Bioinformatician at the Postdoc and Instructor/Senior Staff level

Bioinformatician at the Postdoc and Instructor/Senior Staff level

The Peters and Sette labs at the La Jolla Institute for Immunology (LJI) have recently received multiple long term NIH grants to fund biomedical research with a significant component in bioinformatics starting in 2019. This has resulted in multiple opportunities to join our interdisciplinary team of scientists working towards understanding, preventing and curing immune related diseases including infections, allergies and cancer.

Applicants are encouraged to indicate one or more potential matches to the specific advertised positions in their application, but there is also the possibility to create custom positions for applicants that do not match the specific advertised positions but have outstanding skills in at least two of the following areas:
Software development (programming in Python preferred, or proficiency in other programming languages; Unix Shell; version control)
Immunology (especially adaptive immunity and epitope recognition)
Data analysis techniques (statistics, data visualization, machine learning)
Knowledge representation (database systems, RDF/OWL, OBO ontologies)
Experimental data analysis (RNA-Seq, flow/mass cytometry, single cell analysis)

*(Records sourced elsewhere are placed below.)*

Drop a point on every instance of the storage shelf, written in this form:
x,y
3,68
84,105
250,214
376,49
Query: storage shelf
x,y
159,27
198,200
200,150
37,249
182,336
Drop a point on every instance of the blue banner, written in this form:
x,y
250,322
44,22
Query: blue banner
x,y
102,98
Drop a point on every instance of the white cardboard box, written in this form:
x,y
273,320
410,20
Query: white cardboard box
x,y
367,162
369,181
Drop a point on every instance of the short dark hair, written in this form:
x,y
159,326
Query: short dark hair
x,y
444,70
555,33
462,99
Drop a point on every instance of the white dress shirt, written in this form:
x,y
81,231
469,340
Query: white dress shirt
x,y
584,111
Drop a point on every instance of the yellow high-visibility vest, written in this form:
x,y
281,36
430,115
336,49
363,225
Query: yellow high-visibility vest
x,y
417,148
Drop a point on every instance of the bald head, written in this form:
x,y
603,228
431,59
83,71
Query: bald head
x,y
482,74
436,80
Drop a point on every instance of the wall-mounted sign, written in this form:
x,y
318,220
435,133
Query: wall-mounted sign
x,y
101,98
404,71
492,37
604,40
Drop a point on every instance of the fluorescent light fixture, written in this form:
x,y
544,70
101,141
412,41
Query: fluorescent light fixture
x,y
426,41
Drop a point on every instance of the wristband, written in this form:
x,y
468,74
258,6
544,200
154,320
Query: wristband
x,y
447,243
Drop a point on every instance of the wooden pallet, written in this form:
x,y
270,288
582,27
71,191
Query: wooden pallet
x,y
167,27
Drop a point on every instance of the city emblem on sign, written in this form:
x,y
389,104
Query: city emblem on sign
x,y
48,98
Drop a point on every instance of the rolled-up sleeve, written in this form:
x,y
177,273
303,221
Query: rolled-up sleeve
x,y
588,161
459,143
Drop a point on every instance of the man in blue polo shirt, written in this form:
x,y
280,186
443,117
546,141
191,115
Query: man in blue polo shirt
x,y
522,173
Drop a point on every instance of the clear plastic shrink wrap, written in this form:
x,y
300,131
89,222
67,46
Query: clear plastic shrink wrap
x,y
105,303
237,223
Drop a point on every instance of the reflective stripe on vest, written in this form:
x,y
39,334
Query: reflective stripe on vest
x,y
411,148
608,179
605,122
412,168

At present, positions are available at the level of postdoc and above:
Postdoc positions are expected to be filled by candidates holding a PhD degree looking for advanced training positions, and will typically be for a period of 2-5 years.
Instructor/Senior Staff positions are expected to be filled by candidates that have postdoc (or comparable) experience, an outstanding track record, and can be permanent.

Specific positions:
-Knowledge representation in immunology (IEDB)
-Machine learning for epitope prediction (IEDB)
-Experimental data analysis: Immune system profiling in different types of Pertussis vaccinations
-Experimental data analysis: Immune correlates of progressing to active TB

How to apply: Interested candidates must include a cover letter, CV, and list of three references. Applications without a cover letter included will not be reviewed. Please apply here.

Background: IEDB
The Immune Epitope Database and Analysis Resource (IEDB) is a freely available online resource supported by NIAID. The IEDB ( contains data on B and T cell epitopes for humans, non-human primates, rodents, and other animal species from infectious diseases, allergens, autoimmune diseases, and transplantation. The affiliated Analysis Resource ( hosts tools to analyze IEDB data and predict T cell and B cell epitopes. Our goal is to continue to serve the scientific community by providing a one-stop resource to both catalog and analyze a wide-range of immunological and epitope related data.

Background: Pertussis
In the mid-1990s, concerns over vaccine-related side effects prompted the widespread replacement of the whole-cell Pertussis (wP) vaccine in favor of a safer acellular Pertussis (aP) vaccine, and recent years witnessed a worldwide reemergence of Pertussis (whooping cough) despite widespread vaccination. Our approach is to compare individuals born before 1995 and vaccinated in infancy with wP, with individuals born in 1996 or later and vaccinated with aP in infancy, thus directly studying the population and age group in which the increased disease incidence is noted. The goal of this proposal is the identification of the mechanisms and correlates of long-lasting vaccine-induced immunity associated with Pertussis vaccination and more generally defining the mechanisms of durable vaccine efficacy.

Background: TB
Almost 2 billion individuals are infected with Mycobacterium tuberculosis (Mtb) the causative agent of tuberculosis (TB). Despite the relative low lifetime risk of latently infected individuals developing active disease (~5-15%) it has been estimated that 80% of new cases of TB are due to reactivation of latent disease. To meet World Health Organization’s (WHO) goals of TB eradication by 2035 the massive reservoir of TB infection must be addressed. Our long term goal is to derive predictive models based on validated biomarkers that can then be developed into a viable, scalable, and efficient diagnostic test that can predict progression to active TB.